Outra frase de Edmundo Maia, ideólogo de uma era na psiquiatria santista e com estabelecimento em São Paulo. Ao revés do "tratamento secular, faça-se o resgate da cidadania, jogos, arte, música, como propôs o realizador da terceira revolução mundial da psiquiatria. Artesanato, terapias ocupacionais eram métodos da reversão dos "tratamentos" aplicados como castigo há séculos, aos que Basaglia fez mudanças. Teatro, pintura, Projeto Tam-Tam, criação local.

 

São fórmulas simples que caracterizam a caminhada para o desmanche do manicômio e a libertação da loucura, compreendida, como diria Nise da Silveira, como um dos "variáveis estados do ser". Residências terapêuticas, voltadas para pessoas que perderam todo o convívio familiar, profissional e social em geral e não podem se manter inicialmente, funcionando como uma república ou pensão, sendo a casa delas.
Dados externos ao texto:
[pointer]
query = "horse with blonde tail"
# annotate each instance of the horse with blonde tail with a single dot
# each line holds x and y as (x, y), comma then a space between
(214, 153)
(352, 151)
Pessoas que ficaram muitos anos no manicômio são os casos mais comuns destes moradores, que se deparam com os "incômodos" dos vizinhos que não querem "os loucos"  por perto.

 

"Louco é todo aquele que não sabe viver", disse Edmundo Maia.  Mas com movimentos culturais, festas, aniversários comemorados, negação a exclusão, integração, contato, se observa o inverso, o apego. Oficinas terapêuticas e de produção, hospitalidade noturna/internação. Consulta ambulatorial ou domiciliar, atendimento terapêutico individual. Atendimento à família ou grupal, reabilitação psico-social, ações sócio-assistenciais, interconsultas.

 

Há muito o que se fazer e que foi feito aqui. Casas e lares abrigados. Atendimento em postos de saúde. Uma rede de trabalhos substitutivos que reduz pela metade as milionárias verbas para sustentar os empresários da loucura no país que mantém os manicômios impositores de sofrimento para tantos, que consome a terceira maior despesa do SUS. São palavras-chave que sintetizam uma escola de solidariedade social na psiquiatria. É sobre esta causa que escrevemos.